The POGO officials said the waiver was justified by NNSA on the grounds that the Livermore lab was classified as a “non-enduring” DoE site, meaning the site eventually would be closed and therefore it would not be cost-effective to spend large amounts of money meeting the enhanced security requirements.
NNSA issued a statement Monday dismissing the POGO report as unnecessarily alarmist and noting that the agency already had committed to removing plutonium and HEU by 2012, meaning security upgrades are neither needed nor sensible.
“They are needlessly trying to alarm people,” NNSA said in its statement. “It does not make sense to spend money on permanent upgrades to facilities that will not need this level of security once the nuclear weapons material is removed, which is scheduled to happen by 2012–just four years from now. In the meantime, extremely high security measures are in place.”
However, POGO said the 2012 removal deadline did not eliminate the current danger posed by Livermore’s plutonium and high-enriched uranium (HEU)–and that NNSA could address the problem by immediately transferring that high-risk weapons-usable material to other DoE sites.
In particular, the group said storage space for the nuclear material was available at the Device Assembly Facility at DOE’s Nevada Test Site, which already is receiving plutonium and HEU from Los Alamos National Laboratory because of security weaknesses at that NNSA weapons facility, which is located in New Mexico.
POGO also questioned NNSA’s commitment to removing the plutonium and HEU, saying the agency actually has gone in the opposite direction in recent years, adding more sensitive nuclear material to the lab’s inventory.
“In just the past three years, DoE has doubled the amount of plutonium allowed to be stored at Livermore…and pursued plans for new plutonium missions at Livermore,” POGO said in a press release accompanying the release of a report on security at the lab, which holds about one ton of weapons-grade plutonium and HEU, according to the watchdog group.
POGO also criticized NNSA for recent measures to upgrade security at Livermore, particularly the deployment of a high-tech Gatling gun capable of firing 4,000 rounds of ammo per minute out to a range of one mile. The group said the weapon was unacceptable in that any accidental firing could spray bullets over several schools located within one mile of the lab.
POGO called for the most sensitive plutonium and HEU to be removed from Livermore immediately, with surplus plutonium going to DoE’s Savannah River Site in South Carolina. It said plutonium still needed for weapons research could be sent to the Nevada Test Site, and that Livermore scientists could commute there to conduct their work.

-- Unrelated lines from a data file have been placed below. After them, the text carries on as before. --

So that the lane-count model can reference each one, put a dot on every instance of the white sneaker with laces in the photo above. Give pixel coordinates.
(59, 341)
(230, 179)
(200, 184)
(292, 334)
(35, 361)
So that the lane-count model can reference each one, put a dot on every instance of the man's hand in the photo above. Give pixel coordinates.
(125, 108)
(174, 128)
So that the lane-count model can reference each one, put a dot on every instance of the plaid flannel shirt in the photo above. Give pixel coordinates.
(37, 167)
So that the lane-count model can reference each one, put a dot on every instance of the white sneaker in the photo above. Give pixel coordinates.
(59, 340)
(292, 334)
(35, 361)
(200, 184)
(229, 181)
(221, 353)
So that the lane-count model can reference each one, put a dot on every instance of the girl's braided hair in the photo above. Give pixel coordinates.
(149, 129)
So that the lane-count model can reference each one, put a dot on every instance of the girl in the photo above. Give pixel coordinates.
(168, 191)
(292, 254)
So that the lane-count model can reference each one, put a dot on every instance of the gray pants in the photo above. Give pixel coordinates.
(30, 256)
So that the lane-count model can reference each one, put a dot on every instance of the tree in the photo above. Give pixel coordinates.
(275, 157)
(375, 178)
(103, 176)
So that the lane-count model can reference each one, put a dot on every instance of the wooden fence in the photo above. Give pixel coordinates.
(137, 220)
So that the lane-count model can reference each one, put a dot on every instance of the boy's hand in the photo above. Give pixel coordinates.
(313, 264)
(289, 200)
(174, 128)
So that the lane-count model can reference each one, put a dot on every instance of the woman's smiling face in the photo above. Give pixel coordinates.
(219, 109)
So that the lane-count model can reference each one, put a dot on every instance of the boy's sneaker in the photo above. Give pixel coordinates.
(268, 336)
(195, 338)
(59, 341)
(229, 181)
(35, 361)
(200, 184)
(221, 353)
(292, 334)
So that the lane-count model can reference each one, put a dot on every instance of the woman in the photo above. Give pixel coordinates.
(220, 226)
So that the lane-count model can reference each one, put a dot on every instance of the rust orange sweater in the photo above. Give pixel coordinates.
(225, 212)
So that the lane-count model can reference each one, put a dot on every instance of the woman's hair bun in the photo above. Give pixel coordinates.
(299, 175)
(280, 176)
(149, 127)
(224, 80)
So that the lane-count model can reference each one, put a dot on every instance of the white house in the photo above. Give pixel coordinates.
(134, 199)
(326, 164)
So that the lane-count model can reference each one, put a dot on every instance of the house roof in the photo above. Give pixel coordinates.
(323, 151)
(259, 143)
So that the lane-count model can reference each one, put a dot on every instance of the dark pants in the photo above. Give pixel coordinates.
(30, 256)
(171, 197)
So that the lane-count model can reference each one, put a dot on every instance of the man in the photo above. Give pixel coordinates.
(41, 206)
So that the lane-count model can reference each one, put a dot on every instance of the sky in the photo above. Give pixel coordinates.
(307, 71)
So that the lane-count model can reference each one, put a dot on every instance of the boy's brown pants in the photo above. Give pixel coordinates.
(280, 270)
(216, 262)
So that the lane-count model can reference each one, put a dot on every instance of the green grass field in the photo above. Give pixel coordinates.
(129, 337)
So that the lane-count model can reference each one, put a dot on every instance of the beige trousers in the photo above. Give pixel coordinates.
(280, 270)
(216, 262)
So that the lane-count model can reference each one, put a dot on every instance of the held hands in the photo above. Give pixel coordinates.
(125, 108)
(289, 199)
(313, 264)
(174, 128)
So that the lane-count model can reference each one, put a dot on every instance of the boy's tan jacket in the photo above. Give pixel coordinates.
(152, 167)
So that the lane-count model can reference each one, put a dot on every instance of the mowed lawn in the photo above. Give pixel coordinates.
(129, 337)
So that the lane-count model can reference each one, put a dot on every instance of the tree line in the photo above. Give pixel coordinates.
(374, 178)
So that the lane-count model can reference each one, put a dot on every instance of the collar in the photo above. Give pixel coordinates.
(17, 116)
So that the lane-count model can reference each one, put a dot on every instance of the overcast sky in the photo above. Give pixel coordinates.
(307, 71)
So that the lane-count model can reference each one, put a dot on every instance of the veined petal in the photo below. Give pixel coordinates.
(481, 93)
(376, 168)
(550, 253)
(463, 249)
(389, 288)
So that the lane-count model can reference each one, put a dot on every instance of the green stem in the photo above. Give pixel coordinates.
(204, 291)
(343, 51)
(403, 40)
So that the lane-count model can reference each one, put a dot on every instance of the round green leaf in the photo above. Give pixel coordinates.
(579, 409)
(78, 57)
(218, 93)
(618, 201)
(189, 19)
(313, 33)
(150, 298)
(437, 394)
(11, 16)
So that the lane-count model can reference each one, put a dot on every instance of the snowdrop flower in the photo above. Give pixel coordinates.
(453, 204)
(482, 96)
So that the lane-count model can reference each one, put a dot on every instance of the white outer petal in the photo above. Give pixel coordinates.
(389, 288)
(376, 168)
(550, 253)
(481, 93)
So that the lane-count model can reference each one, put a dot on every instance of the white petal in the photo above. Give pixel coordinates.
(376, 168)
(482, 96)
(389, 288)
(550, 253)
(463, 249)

The group said there was no national security mission requiring the storage of HEU at Livermore, and that all of that material ought to be sent to NNSA’s Y-12 plant in Tennessee for storage and down-blending into commercial reactor fuel.

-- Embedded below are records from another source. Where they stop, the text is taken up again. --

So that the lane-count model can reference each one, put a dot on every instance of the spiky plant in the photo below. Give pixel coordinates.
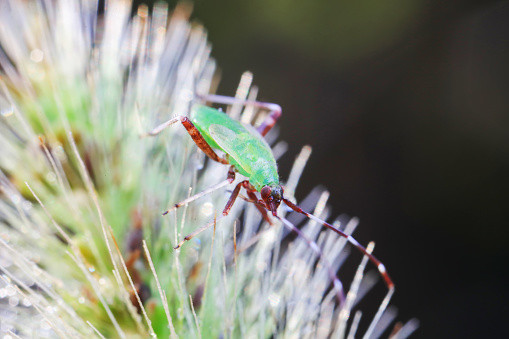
(84, 250)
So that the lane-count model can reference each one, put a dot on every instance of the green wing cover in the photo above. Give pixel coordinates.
(233, 143)
(249, 151)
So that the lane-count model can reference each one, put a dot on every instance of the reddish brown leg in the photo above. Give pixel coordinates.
(338, 286)
(372, 258)
(195, 135)
(226, 210)
(270, 120)
(234, 196)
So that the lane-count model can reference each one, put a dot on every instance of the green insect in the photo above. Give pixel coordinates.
(249, 154)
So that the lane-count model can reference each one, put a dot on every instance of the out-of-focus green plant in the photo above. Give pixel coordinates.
(84, 250)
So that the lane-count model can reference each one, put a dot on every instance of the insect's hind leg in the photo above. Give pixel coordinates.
(193, 132)
(275, 110)
(351, 240)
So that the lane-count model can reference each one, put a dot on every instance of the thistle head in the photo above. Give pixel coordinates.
(272, 196)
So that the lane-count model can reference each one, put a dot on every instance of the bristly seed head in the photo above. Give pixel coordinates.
(272, 196)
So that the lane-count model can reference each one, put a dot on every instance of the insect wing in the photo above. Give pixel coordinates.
(231, 142)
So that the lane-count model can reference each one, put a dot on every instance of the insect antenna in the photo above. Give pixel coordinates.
(351, 240)
(338, 286)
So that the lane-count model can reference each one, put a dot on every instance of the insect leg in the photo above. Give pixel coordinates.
(372, 258)
(229, 180)
(195, 135)
(226, 210)
(338, 286)
(269, 122)
(262, 210)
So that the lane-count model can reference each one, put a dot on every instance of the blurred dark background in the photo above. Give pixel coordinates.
(406, 106)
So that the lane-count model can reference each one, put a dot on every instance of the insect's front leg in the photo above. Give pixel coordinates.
(230, 178)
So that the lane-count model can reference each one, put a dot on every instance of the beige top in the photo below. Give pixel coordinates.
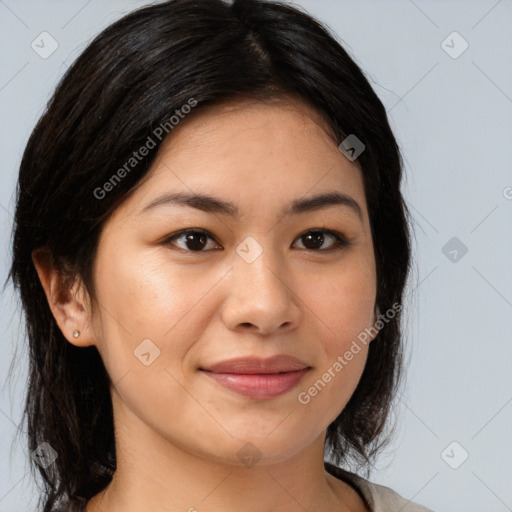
(377, 497)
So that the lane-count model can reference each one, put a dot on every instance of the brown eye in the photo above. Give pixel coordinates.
(315, 239)
(191, 240)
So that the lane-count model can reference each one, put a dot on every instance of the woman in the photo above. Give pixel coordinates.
(211, 249)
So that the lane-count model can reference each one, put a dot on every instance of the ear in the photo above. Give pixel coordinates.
(68, 299)
(375, 317)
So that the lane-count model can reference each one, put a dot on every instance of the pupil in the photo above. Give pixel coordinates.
(192, 241)
(316, 238)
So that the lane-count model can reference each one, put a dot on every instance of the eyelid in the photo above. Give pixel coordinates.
(341, 240)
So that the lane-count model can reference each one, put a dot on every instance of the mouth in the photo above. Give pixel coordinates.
(259, 379)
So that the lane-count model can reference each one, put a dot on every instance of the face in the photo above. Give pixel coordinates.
(256, 271)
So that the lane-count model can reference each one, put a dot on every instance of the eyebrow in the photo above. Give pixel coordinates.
(211, 204)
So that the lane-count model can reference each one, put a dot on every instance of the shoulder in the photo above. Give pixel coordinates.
(379, 497)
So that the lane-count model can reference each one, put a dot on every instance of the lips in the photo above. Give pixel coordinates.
(256, 378)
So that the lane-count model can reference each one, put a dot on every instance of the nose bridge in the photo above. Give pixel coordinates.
(258, 292)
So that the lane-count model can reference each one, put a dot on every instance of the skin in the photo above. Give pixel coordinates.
(178, 432)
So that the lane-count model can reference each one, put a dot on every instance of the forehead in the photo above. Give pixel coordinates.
(254, 154)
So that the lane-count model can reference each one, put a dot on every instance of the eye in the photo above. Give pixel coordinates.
(194, 240)
(314, 239)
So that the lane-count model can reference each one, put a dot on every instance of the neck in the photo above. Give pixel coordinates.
(156, 474)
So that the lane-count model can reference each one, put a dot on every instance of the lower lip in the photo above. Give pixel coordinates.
(259, 386)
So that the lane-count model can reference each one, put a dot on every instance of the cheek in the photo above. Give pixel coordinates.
(344, 302)
(143, 299)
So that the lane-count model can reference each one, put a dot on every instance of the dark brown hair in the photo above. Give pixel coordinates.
(129, 80)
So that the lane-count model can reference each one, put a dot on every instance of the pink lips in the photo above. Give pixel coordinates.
(256, 378)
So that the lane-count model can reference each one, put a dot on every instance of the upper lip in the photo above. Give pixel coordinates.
(252, 365)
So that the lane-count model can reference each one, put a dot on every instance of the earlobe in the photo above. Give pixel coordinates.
(67, 299)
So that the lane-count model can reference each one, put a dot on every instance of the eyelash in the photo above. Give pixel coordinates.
(340, 241)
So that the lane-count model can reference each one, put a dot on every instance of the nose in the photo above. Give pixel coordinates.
(261, 298)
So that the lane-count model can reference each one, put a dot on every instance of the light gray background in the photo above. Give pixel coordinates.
(452, 117)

POGO’s report followed testimony before members of the House Armed Services Committee last week by Glenn Podonsky, head of DoE’s Office of Health Safety and Security, that he is re-examining the 2005 DBT in light of concerns that some of its requirements may be based on outdated intelligence about terrorist threats to the department’s facilities
Podonsky said the terrorist threat to DoE sites has changed since 2005 and the department needs to determine whether it needs to make the significant expenditures required to bring some of its sites into compliance with the 2005 DBT.
All DoE sites currently meet less stringent security requirements set under a DBT issued in 2003.
“We are taking another hard look at the [2005] DBT,” Podonsky told the strategic forces subcommittee of the House Armed Services Committee in testimony Wednesday on DoE’s fiscal year 2009 budget request. “It is based on intelligence data that is rather dated.
“We do need to re-examine where we are with the design basis threat. It [the terrorist threat] keeps changing.”